A Série FARGO e o homicídio por motivo de relevante valor social.

Na doutrina, como motivo de relevante valor social determinante do homicídio, são comuns as exemplificações envolvendo a morte do traidor da pátria, utilizado pela própria Exposição de Motivos do CP, ou do perigoso bandido em prol da paz e segurança da comunidade que está sob seu jugo.

Sempre atentos aos possíveis enquadramentos penais nos filmes e seriados, para depois transportá-los à sala de aula e utilizarmos na exemplificação das questões teóricas, na primeira temporada da série televisiva Fargo, um homem perigoso chamado Lorne Malvo matou dezenas de pessoas e, depois de ferido por um tiro na perna quando investira contra outra de suas vítimas, sentado no sofá de casa para tratar a lesão, foi surpreendido por um ex-policial, que, de arma em punho, o matou com tantos tiros quantos necessários na defesa da segurança e da vida das pessoas, que ele eliminava gratuitamente. Quando foi morto, era intensamente procurado pelas polícias municipal, estadual e federal, numa verdadeira caçada, tendo o governo posteriormente condecorado seu ex-servidor pela bravura e motivação social do ato. 

A natureza social e a relevância do motivo determinante do homicídio são positivamente avaliadas pelo legislador. Não a ponto de justificação do fato, mas de ensejarem ao autor uma diminuição da pena, considerada, no dizer da Exposição de Motivos do CP, a dose de aprovação e a menor censura da moral prática.  

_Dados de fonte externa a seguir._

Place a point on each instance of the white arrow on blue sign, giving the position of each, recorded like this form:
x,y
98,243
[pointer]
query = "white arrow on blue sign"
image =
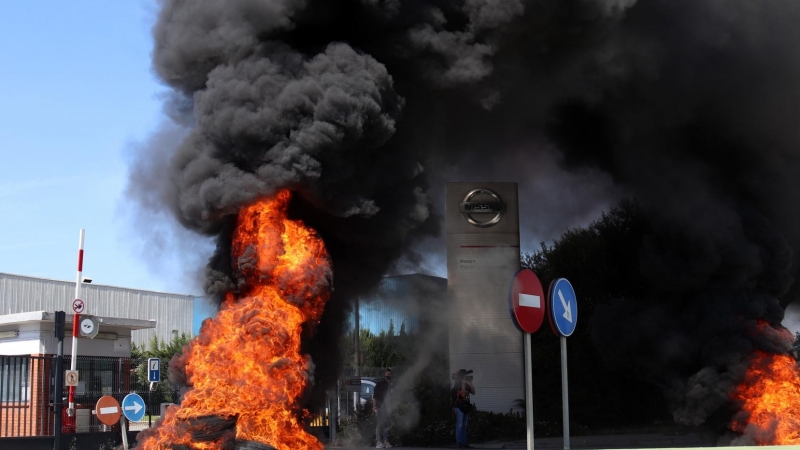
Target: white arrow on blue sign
x,y
563,307
153,369
133,407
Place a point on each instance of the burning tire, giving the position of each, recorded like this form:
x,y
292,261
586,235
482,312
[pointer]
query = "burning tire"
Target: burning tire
x,y
210,428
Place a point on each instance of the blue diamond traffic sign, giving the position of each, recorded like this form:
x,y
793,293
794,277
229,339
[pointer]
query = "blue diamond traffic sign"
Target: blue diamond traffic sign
x,y
133,407
563,307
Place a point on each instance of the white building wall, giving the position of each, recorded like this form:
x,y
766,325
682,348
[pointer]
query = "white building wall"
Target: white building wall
x,y
20,294
481,263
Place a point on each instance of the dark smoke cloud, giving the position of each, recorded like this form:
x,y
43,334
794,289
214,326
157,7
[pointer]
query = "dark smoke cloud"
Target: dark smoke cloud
x,y
363,107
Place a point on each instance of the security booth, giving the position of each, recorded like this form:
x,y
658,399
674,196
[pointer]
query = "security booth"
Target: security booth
x,y
28,353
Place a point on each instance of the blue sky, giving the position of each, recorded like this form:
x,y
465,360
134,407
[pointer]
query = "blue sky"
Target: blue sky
x,y
78,93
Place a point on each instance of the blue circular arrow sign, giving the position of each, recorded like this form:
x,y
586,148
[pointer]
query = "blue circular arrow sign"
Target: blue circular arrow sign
x,y
563,307
133,407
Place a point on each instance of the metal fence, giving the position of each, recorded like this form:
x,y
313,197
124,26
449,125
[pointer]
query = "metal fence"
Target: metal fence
x,y
28,393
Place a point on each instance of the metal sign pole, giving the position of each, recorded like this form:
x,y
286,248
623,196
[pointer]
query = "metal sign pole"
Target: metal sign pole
x,y
528,390
565,391
75,320
124,433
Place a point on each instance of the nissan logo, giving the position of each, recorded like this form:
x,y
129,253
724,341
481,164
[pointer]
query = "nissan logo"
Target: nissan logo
x,y
491,205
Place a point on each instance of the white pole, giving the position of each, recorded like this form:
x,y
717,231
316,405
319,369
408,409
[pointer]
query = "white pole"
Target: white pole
x,y
565,391
124,432
528,389
75,320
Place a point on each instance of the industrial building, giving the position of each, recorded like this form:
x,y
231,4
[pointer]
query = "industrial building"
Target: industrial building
x,y
173,313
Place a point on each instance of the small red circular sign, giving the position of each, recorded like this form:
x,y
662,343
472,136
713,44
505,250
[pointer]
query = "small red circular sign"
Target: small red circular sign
x,y
107,410
527,301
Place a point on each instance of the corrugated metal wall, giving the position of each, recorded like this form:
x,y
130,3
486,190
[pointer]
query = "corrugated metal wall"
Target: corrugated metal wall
x,y
170,311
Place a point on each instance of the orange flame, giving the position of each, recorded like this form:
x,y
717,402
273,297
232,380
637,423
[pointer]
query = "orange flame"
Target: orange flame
x,y
770,396
246,362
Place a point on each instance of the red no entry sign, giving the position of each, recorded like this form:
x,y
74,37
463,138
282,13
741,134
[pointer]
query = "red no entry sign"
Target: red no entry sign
x,y
527,301
107,410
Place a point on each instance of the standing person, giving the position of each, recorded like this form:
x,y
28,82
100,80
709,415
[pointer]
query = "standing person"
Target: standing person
x,y
381,406
462,406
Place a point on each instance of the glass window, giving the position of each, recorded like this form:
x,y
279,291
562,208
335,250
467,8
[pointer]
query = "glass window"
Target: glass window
x,y
367,390
14,382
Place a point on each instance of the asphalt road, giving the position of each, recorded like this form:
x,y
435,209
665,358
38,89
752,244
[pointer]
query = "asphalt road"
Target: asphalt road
x,y
638,441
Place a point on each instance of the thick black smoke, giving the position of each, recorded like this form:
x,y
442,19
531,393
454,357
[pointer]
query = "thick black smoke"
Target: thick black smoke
x,y
690,106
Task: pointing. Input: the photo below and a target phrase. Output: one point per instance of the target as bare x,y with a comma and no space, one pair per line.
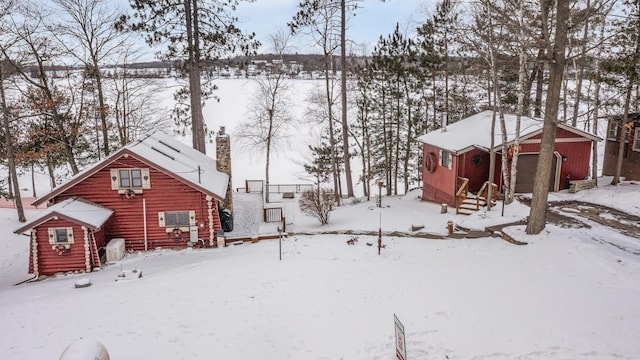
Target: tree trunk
522,85
8,143
343,95
556,57
580,73
632,77
195,85
102,108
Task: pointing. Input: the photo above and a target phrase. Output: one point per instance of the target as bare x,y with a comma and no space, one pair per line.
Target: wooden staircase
467,202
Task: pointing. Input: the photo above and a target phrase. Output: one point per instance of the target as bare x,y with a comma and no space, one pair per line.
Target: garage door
527,164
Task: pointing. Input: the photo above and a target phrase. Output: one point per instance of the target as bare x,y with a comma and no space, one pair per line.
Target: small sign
401,346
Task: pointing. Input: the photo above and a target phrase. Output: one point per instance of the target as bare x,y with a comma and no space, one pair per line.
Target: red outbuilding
154,192
458,155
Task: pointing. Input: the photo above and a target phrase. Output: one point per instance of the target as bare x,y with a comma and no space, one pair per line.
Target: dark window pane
136,178
171,219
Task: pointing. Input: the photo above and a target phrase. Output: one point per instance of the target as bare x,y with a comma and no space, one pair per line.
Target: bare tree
194,32
87,33
5,8
555,52
32,42
269,120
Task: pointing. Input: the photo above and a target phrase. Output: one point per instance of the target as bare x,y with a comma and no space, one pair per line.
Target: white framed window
176,219
60,235
613,130
445,158
130,178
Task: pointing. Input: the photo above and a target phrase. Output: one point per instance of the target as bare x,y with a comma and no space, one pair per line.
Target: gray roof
74,209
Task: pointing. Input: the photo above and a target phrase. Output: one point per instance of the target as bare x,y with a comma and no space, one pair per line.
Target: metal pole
504,197
280,242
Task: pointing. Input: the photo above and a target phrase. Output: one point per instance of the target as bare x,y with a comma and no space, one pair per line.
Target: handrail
461,194
484,194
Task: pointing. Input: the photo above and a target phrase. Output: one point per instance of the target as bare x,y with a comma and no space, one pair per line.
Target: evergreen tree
192,32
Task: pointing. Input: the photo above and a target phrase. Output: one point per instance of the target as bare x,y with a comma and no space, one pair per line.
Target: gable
159,152
73,210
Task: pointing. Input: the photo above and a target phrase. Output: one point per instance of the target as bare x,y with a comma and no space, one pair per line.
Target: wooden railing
289,188
273,214
461,194
464,201
253,186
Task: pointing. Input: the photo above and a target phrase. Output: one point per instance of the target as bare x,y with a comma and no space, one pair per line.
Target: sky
374,18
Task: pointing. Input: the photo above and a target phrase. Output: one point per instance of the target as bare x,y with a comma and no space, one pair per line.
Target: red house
459,154
154,192
630,169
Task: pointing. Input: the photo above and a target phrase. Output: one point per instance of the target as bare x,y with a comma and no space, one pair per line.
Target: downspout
144,222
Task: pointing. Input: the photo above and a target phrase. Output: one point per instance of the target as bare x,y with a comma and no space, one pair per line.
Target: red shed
67,236
163,193
459,153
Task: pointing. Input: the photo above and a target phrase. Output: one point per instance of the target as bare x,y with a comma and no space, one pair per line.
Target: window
60,236
130,178
445,159
613,130
176,219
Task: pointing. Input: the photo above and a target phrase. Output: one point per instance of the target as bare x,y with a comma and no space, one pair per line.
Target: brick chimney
223,164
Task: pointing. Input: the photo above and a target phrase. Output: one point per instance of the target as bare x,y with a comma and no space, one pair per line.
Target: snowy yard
565,295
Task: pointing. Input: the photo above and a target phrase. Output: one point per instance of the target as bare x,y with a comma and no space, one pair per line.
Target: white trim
87,249
34,252
115,178
210,218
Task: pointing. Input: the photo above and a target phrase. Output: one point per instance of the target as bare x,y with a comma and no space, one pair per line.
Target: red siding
440,185
165,194
630,162
475,167
49,261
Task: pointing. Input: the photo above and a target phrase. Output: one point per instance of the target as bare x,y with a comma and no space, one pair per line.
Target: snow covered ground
565,295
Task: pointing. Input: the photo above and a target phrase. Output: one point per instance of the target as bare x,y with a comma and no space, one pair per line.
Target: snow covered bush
317,203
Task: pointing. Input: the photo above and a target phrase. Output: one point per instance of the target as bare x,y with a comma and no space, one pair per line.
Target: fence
272,215
257,187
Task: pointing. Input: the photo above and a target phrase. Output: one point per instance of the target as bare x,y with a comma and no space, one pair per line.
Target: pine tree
194,32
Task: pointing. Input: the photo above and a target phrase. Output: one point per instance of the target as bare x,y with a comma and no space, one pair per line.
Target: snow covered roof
181,161
74,209
475,132
167,155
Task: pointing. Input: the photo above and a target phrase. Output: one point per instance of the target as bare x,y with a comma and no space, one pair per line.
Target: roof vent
163,153
169,146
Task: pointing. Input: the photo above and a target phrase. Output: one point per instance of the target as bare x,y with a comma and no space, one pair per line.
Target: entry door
527,164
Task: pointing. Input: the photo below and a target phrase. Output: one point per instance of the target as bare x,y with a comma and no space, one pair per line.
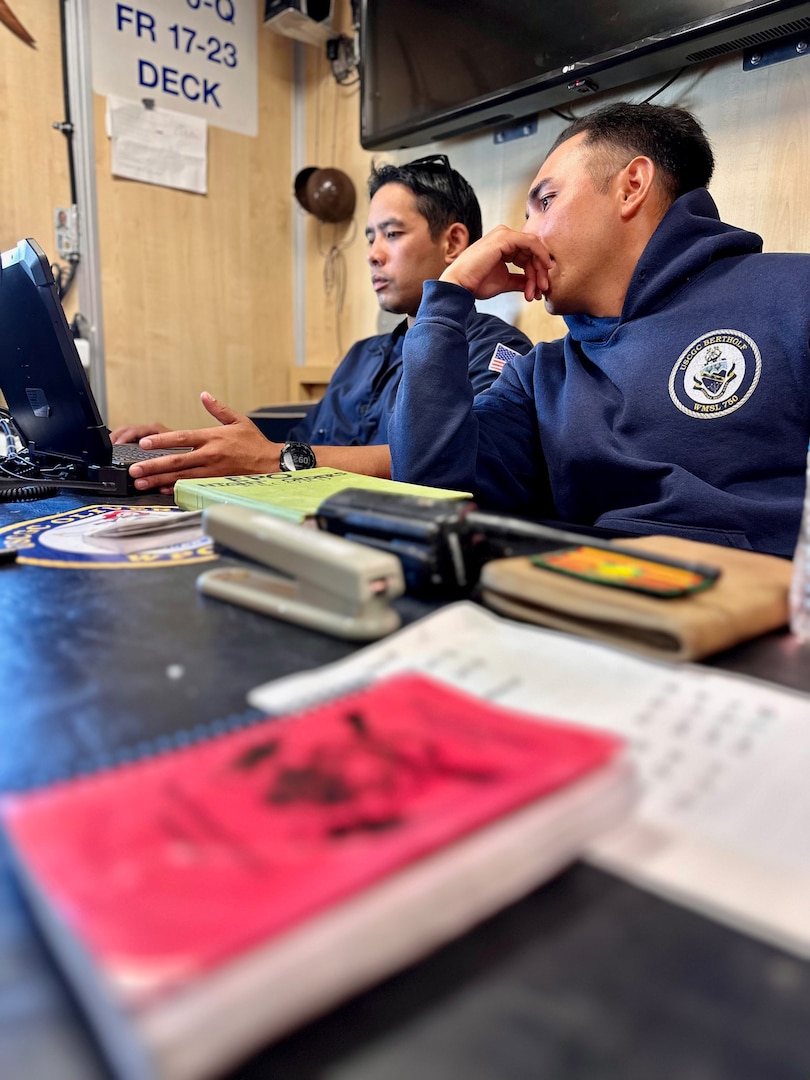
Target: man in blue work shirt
421,216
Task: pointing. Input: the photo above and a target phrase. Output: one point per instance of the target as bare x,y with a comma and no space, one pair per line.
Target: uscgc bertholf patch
715,375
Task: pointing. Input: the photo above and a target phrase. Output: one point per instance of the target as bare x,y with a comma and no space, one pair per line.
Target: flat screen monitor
431,69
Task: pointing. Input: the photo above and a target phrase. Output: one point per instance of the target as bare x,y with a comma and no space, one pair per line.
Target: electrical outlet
66,229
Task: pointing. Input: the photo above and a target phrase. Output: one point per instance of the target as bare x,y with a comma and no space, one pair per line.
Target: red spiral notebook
205,900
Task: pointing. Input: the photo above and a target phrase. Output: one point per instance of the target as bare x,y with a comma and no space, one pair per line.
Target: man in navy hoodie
679,400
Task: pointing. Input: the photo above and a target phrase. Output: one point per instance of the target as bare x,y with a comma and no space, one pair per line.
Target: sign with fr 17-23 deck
193,56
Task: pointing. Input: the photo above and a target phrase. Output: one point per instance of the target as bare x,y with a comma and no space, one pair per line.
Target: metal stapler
308,577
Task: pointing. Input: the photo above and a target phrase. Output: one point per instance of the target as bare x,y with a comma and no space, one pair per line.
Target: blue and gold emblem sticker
66,540
715,375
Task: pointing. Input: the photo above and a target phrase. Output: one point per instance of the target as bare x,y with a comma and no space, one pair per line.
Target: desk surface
586,977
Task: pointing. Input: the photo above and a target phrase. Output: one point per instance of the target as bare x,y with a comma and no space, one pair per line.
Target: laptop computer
45,387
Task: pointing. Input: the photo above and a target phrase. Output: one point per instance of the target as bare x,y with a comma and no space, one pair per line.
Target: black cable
14,491
662,89
570,118
67,127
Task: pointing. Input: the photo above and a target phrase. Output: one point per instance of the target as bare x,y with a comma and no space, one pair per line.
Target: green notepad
294,496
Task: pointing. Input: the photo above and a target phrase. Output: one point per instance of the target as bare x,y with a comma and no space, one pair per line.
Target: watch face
296,456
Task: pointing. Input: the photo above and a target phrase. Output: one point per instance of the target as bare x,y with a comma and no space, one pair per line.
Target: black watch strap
296,456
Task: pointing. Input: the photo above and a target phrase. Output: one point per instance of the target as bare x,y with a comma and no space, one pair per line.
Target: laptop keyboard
125,454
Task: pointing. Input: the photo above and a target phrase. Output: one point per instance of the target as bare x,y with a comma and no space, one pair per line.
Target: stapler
308,577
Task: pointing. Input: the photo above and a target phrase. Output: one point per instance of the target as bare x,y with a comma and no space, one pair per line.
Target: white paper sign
191,56
157,146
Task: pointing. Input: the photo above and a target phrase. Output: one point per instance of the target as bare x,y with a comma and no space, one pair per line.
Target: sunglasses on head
440,161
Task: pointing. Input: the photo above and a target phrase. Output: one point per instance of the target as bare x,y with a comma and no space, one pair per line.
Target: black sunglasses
440,161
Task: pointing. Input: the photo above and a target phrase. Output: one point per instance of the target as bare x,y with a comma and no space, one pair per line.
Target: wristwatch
296,456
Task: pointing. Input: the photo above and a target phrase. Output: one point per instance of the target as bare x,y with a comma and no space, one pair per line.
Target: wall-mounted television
431,69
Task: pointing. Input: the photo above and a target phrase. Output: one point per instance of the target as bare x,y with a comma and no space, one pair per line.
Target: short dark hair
439,201
670,136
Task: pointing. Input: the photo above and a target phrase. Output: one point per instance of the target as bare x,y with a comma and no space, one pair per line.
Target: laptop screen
41,375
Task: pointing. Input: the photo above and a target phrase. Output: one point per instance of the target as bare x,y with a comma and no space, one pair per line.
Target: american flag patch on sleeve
501,355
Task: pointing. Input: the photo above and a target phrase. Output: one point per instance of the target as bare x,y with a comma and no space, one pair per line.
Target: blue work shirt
360,397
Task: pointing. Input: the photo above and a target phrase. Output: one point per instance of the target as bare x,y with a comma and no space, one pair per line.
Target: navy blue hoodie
687,415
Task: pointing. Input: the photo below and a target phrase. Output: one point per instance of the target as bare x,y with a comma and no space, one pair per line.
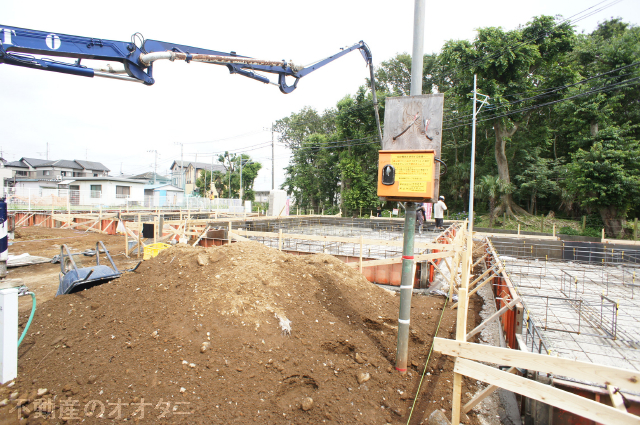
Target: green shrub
591,232
566,230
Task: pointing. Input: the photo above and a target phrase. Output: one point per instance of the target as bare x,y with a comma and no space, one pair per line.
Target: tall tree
228,184
511,65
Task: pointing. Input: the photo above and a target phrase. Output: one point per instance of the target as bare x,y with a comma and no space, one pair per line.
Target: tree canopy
561,130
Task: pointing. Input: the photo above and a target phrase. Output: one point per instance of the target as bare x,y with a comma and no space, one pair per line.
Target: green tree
492,187
607,177
228,183
207,181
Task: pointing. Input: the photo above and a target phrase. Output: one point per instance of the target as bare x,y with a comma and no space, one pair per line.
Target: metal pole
408,273
406,287
473,160
418,47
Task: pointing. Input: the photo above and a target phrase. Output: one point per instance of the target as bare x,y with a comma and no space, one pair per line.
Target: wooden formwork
469,358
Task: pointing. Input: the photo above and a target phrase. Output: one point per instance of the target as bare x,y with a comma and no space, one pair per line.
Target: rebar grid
333,226
585,310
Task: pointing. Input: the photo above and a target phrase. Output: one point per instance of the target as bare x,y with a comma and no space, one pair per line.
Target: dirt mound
234,334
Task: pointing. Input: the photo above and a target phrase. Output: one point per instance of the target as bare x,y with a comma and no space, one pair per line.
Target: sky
201,108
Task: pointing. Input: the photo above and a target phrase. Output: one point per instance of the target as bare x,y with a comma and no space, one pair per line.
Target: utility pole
473,155
241,163
155,166
408,265
273,159
181,164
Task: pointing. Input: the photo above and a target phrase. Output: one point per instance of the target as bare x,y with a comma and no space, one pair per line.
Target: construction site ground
233,334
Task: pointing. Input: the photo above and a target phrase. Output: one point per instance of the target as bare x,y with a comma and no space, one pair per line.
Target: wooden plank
461,331
479,278
477,288
493,317
583,371
201,236
483,394
616,398
573,403
514,236
396,260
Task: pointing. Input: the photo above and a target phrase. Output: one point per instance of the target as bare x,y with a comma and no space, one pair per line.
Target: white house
112,191
163,195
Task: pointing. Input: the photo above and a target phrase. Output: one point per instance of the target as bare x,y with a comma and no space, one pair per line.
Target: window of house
123,191
96,190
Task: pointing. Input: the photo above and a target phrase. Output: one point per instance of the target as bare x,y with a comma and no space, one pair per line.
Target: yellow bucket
154,249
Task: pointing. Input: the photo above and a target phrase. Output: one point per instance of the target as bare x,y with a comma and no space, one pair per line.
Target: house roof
62,163
107,178
34,162
164,186
76,164
198,165
91,165
148,176
17,164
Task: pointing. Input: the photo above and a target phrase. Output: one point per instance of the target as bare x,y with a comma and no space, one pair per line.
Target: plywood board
410,113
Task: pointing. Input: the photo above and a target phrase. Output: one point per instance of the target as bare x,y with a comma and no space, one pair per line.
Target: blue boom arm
18,47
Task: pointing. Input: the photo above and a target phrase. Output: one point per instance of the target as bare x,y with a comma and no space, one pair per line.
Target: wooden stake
461,334
360,253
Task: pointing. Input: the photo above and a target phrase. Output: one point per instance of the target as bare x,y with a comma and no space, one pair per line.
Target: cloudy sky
201,106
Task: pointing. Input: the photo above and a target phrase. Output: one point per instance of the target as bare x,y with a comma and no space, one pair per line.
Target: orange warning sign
406,175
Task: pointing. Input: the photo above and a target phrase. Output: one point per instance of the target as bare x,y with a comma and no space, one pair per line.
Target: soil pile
234,334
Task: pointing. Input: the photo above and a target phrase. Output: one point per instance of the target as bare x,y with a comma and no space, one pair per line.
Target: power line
550,91
608,88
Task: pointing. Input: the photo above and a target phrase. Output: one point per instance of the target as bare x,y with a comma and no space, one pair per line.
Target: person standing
438,212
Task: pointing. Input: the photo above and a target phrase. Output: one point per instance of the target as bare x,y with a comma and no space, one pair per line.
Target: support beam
483,394
545,393
424,257
616,399
583,371
493,317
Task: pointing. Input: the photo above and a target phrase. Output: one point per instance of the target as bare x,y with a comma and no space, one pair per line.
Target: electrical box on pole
409,163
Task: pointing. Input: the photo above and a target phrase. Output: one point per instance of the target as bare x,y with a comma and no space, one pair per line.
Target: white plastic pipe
8,334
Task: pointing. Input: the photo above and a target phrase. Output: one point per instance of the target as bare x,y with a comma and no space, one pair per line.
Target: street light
243,162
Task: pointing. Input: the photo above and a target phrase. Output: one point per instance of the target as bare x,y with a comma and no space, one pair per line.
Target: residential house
5,173
42,169
151,178
185,173
106,191
262,195
163,195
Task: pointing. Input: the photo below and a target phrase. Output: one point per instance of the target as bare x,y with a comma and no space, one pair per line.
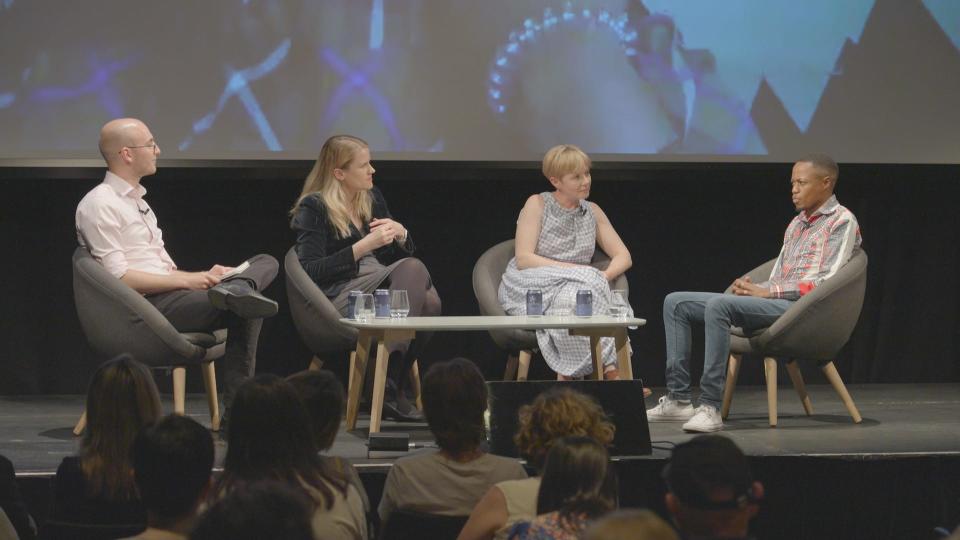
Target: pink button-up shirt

O motivo social corresponde a um valor ou interesse compartilhado coletivamente, envolvendo intuito e proveito para todos os indivíduos, que a lei o exige relevante, que tenha importância, apreço, representatividade e significado para a sociedade. Relevante sob o ponto de vista da coletividade e não unicamente para o agente, apesar da natureza subjetiva da circunstância.

Assim, quando o indivíduo, sinceramente, age na defesa de um valor social relevante, sua conduta, ainda que lhe represente um proveito como membro, atende mais ao interesse da sociedade. É um agir de menor periculosidade e desajuste, comparativamente a outros motivos determinantes, como a futilidade e a torpeza.

Na época em que era foragido, matar Pablo Escobar, o maior traficante internacional, procurado pela polícia e exército colombianos com a ajuda do departamento norte-americano de combate às drogas, em virtude dos seus milhares e hediondos assassinatos, de mão própria ou por seus sicários, seguramente também se constituiria numa hipótese privilegiadora do delito, pela relevância do valor determinante à sociedade colombiana, atormentada e amedrontada por suas barbáries, se o motivo de eliminá-lo fosse verdadeiramente o de dar cabo ao grande mal que a sua existência representava à sociedade e à ordem pública naquele país, ainda que eventualmente agregada de alguma vaidade pela repercussão mundial do homicídio e notoriedade do autor.

Da mesma forma, por relevante valor social, o assassinato de Osama bem Laden, responsável pelo mais contundente ataque terrorista de nossos tempos, se cometido por um cidadão motivado na causa social de eliminar o líder e fonte permanecente e inesgotável de ideação e execução de outros gravíssimos atos de terror enquanto se mantivesse vivo.

Também não excluiríamos a possibilidade de igual enquadramento típico a quem matasse um temível e contumaz abigeatário[1], assim identificado pela violência cruel empreendida nas pessoas proprietárias ou cuidadoras dos animais que subtraia durante as noites e madrugadas, para sossego, segurança e incolumidade da comunidade rural, assustada e acovardada pelos rotineiros eventos sem punição e desprotegida de um tempestivo atendimento dos órgãos oficiais de proteção devido à distância e o tempo necessário para deslocamentos entre a cidade e o campo.

Ainda que de ocorrência incomum, encontradiço mais nos livros de doutrina do que nos julgados dos tribunais, o homicídio por relevante valor social é uma possibilidade de motivação homicida reconhecida pela lei penal brasileira, que enseja ao autor a diminuição da pena ordinariamente cominada.


[1] Abigeatário é quem pratica abigeato, espécie de crime de furto que envolve a subtração de animais, principalmente domesticados, como animais de carga e animais para abate, no campo e fazendas, prevista no § 6º do art. 155 do CP.